Dalla filosofia all’amicizia

Dalle aule universitarie alla Scuola di comunità, passando per un libro di Giussani: un racconto dal Sud America

Ponzoni
Il campus della Pontificia Universidad Católica de Chile

Insegnare in università è una grande sfida. Una bella sfida. Certo, devi essere preparato, studiare tanto e sapere anticipare le domande dei tuoi studenti. Alcuni ragazzi, per sfida o per ingenuità, ti mettono alla prova. Vogliono sapere se ciò che gli proponi ha la forza di resistere in situazioni diverse da quelle in cui il tuo insegnamento è nato. La filosofia è una materia molto teorica, nel senso bello e nobile del termine. Ma le teorie sono la cosa più fragile che esista. Se siamo intellettualmente onesti, basta un solo buon controesempio e dobbiamo rinunciare alla nostra teoria, che magari abbiamo costruito con pazienza nel corso degli anni e a cui siamo genuinamente affezionati. Così, quando entri a lezione, ti accompagna sempre una certa tensione: tutto può succedere perché davanti a te ci sono menti giovani, fresche, acute…

Ogni ragazzo chiede che tu risponda alla domanda di senso

Non sempre però i ragazzi sono attenti e motivati. La quasi assoluta totalità dei miei studenti entra a lezione con almeno uno o due schermi digitali: cellulare, iPad, laptop. E spesso lo schermo attira l’attenzione più dei tuoi concetti. Io la prendo come una provocazione. La lezione deve avere ordine e ritmo, deve sorprendere. Da ogni lezione, i ragazzi devono uscire con almeno un’idea chiara. Nel tempo, ho capito che per ottenere questo risultato è necessaria una preparazione meticolosa.
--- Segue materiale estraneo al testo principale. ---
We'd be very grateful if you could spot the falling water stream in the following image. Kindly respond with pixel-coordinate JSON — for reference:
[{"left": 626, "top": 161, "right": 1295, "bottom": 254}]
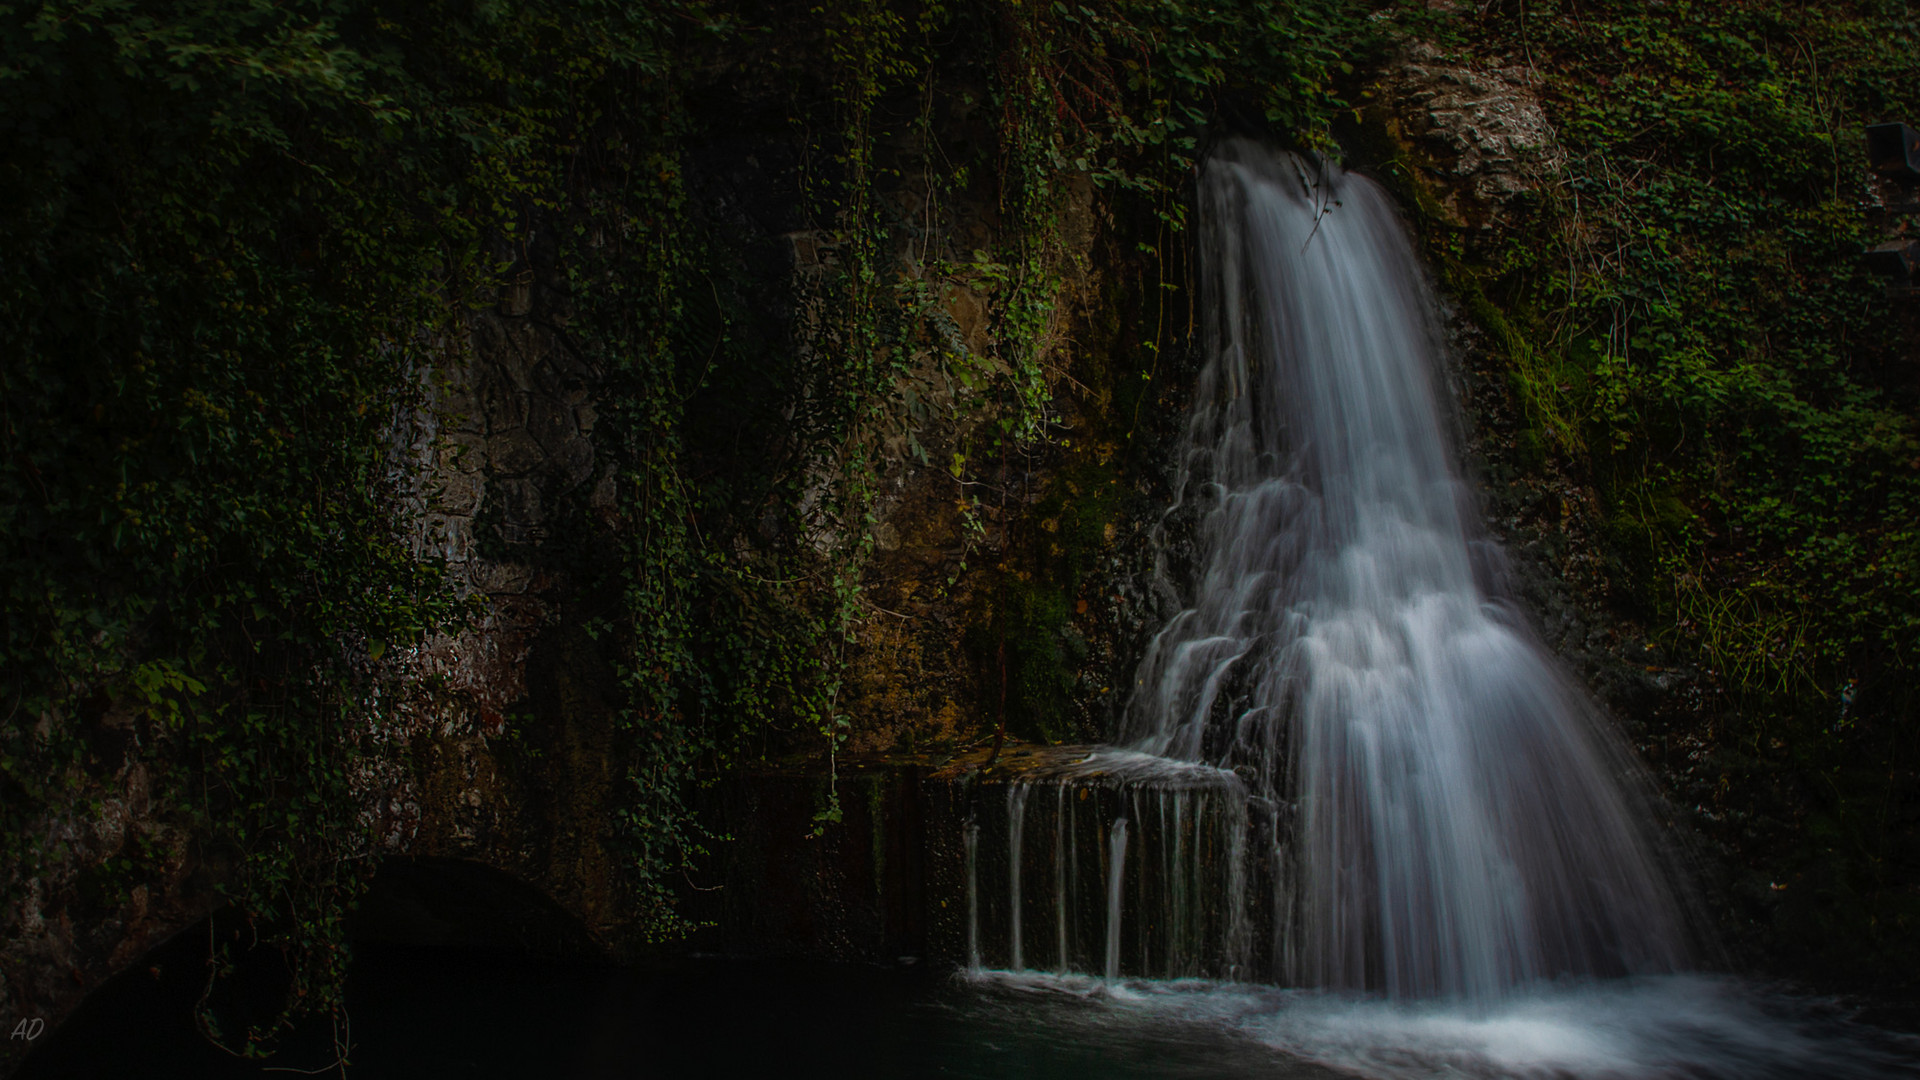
[
  {"left": 956, "top": 141, "right": 1919, "bottom": 1078},
  {"left": 1130, "top": 138, "right": 1687, "bottom": 996}
]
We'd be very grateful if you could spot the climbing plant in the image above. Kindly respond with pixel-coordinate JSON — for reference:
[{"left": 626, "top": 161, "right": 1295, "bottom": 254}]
[
  {"left": 1375, "top": 0, "right": 1920, "bottom": 975},
  {"left": 1390, "top": 0, "right": 1920, "bottom": 720},
  {"left": 0, "top": 0, "right": 714, "bottom": 1050},
  {"left": 1, "top": 0, "right": 1390, "bottom": 1051}
]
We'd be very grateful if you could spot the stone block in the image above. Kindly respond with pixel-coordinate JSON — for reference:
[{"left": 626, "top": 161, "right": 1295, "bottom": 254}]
[{"left": 487, "top": 429, "right": 546, "bottom": 475}]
I miei appunti assomigliano al copione di un film. Ci sono perfino i tempi annotati. 

Ma la vera sfida è il perché. Ogni ragazzo, esplicitamente o meno, chiede che tu risponda alla domanda sul significato, sulla ragione per cui vale la pena fare fatica a imparare ciò che gli stai proponendo. Le prediche non funzionano. Il linguaggio esplicito, la comunicazione diretta sono efficaci solo quando i ragazzi formulano una domanda diretta. Bisogna accettare il fatto che il senso si comunica attraverso la tua persona. Con la passione che metti in quello che dici, con l’energia che trasmetti, con il rispetto e la pazienza con cui tratti i tuoi studenti. Qualcuno magari resterà colpito, ti farà una domanda in più, si fermerà a parlare con te dopo la lezione. È un po’ il sogno di un professore universitario come me che, oltre a insegnare la filosofia, vorrebbe che i ragazzi potessero conoscere la bellezza che ho incontrato e che vorrei comunicare a tutti.

Qualche anno fa, una ragazza alta e magra si presenta a lezione. È diversa dagli altri. Fa domande acute, senza spirito polemico. Vuole capire. Non si accontenta delle risposte solite. Un giorno ci sediamo a parlare e lei racconta alcune cose di sé, della sua vita. Comincia così un’amicizia. Dopo qualche tempo, lei mi chiede di diventare il suo direttore spirituale. È fedelissima al rapporto, ci vediamo con regolarità per anni. Osservando come il suo cammino di crescita spirituale avanzi, a un certo punto inizio a indicarle alcune letture come Si può vivere così? di don Luigi Giussani. Rimango sorpreso perché nei nostri colloqui successivi cita il libro più volte. Allora la invito a Scuola di comunità, la catechesi per adulti proposta dal movimento di Comunione e liberazione. Se all’inizio ci viene soprattutto per farmi piacere – me lo dice lei stessa, “Ci andrò quando posso” –, adesso la sua agenda gira intorno a questo appuntamento. È diventata amica mia e dei miei amici, ha incontrato la stessa bellezza che ho incontrato io, quella che mi ha mosso a donare la mia vita a Dio nella Fraternità san Carlo.